Impressions from a former kitchen designer who has been out of the business for at least a decade and has not kept up with the latest trends:
Agree with all BUT-
Where I diverge with your opinion is the positioning of the microwave.
As a tall person, pulling something out of a microwave under a countertop is too awkward for me. (And no, it doesn’t compare to pulling something out of an oven which is wider with a bottom-hinged door.)
Nice point about smaller children being able to use it for making popcorn, but put it back on the counter or with the wall oven if having it over the cooktop is a safety issue for your family.
Our microwave is used for popcorn, defrosting, and cooking these new line of vegetables with the name “simply steam” on the box. I don’t cook much of anything else in the microwave. (For our purposes,it really needn’t be more than the size of a toaster.)
I am thrilled to have the microwave out of the way above the cooktop. Pulling things out of a microwave over a gas cooktop is not an issue for me but I understand that it could be for some.
One thing you didn’t mention is the dishwasher. I wouldn’t want to live without mine.
Deb
Hi Deb-
The dishwasher is a given. People given to OCD and ironing paper grocery bags before re-using them have very definitive ideas about which side of the sink it goes on, but we don’t listen. Find 24 inches on either side of the sink and ram it in there.
People with defective personalities, like serial killers and state senators, sometimes counsel that the dishwasher should be placed away from the sink, near the eating area, because “that’s where the dishes are.” I bet these people have a washer and dryer for bedside tables too, because “that’s where the laundry is.”
As far as the other thing, we all must rearrange our idiosyncrasies as we see fit. It’s not going over the stove or on my precious, precious open counters if I can avoid it. But all humans are not identical.

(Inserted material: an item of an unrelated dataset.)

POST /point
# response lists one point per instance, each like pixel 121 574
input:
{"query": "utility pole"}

Thanks for reading and commenting.
I bet these people have a washer and dryer for bedside tables too, because “that’s where the laundry is.”
I once had elderly clients who were forced to have their kitchen remodeled because of smoke damage from a fire.

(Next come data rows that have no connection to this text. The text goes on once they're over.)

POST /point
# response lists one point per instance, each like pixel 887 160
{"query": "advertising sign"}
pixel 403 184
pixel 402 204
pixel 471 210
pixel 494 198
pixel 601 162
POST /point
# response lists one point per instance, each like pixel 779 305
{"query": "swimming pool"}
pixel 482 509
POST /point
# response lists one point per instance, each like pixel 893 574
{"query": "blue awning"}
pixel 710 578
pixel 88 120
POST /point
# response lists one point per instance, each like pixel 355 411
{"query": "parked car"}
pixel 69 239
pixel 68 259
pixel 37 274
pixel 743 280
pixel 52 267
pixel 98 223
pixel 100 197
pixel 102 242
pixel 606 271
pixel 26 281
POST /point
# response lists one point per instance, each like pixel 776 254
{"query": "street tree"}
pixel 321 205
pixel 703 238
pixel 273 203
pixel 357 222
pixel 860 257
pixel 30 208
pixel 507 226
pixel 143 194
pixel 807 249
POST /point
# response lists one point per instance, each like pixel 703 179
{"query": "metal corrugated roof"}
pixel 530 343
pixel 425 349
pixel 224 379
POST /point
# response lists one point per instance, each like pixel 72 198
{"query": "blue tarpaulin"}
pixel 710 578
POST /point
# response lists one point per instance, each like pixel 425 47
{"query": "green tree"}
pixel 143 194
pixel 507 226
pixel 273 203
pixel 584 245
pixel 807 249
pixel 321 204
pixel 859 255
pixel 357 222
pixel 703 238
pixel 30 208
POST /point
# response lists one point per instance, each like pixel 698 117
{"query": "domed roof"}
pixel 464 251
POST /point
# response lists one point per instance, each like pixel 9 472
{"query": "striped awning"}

I thought it was the perfect opportunity to move their refrigerator from the dining room back in to the kitchen. They were aghast and hurt that I even suggested such a thing. How would they get the milk from the kitchen all the way to the dining room? I shut up and let them tell me how they wanted things.
-Deb
RE: #11. My fridge is boxed in–so when it has to be replaced I can’t put in a larger one. Still, it only has to hold enough for two, now. There is a gap at the top, between the fridge and the cabinet, which seems to be enough to vent the heat from the compressor. I wouldn’t want it framed in tightly.

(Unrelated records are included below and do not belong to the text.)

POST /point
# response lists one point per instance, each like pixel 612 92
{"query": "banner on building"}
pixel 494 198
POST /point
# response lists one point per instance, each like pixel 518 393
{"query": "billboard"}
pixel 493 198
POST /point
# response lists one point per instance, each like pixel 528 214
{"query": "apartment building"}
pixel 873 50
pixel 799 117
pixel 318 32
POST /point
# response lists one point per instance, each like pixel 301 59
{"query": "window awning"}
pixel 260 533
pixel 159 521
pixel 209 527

Yes, I have to oppose the framed-in refrigerator. Without an exposed side, my family would have much less space to stick up the children’s artwork, report cards, news clippings, vacation photos, etc., etc. It would be a neater kitchen, but a lesser one.
I went to the Children’s Museum, and all the art was hung on refrigerators with magnets.
The problem with the wall ovens I have experienced is that they throw a lot of heat back into the kitchen. Ranges with ovens should be accompanied by a hood with a vent fan so you can turn it on to suck the heat that’s venting out of the top of the oven to the outside, and thus not heat up the kitchen while you are using the oven.
The judicious use of the vent fan to keep the kitchen cooler during marathon pie or cooking baking sessions has been a lifesaver.
And I like my microwave above the stove because I didn’t have to worry about my toddlers getting into it — by the time the kids are old enough to reach it, they’re responsible enough to make their own popcorn without engendering too much worry.
Other than that… yeah, I agree. My sink is in my kitchen island now, and I really miss being able to stare mindlessly out a window while slogging through a sinkful of dishes.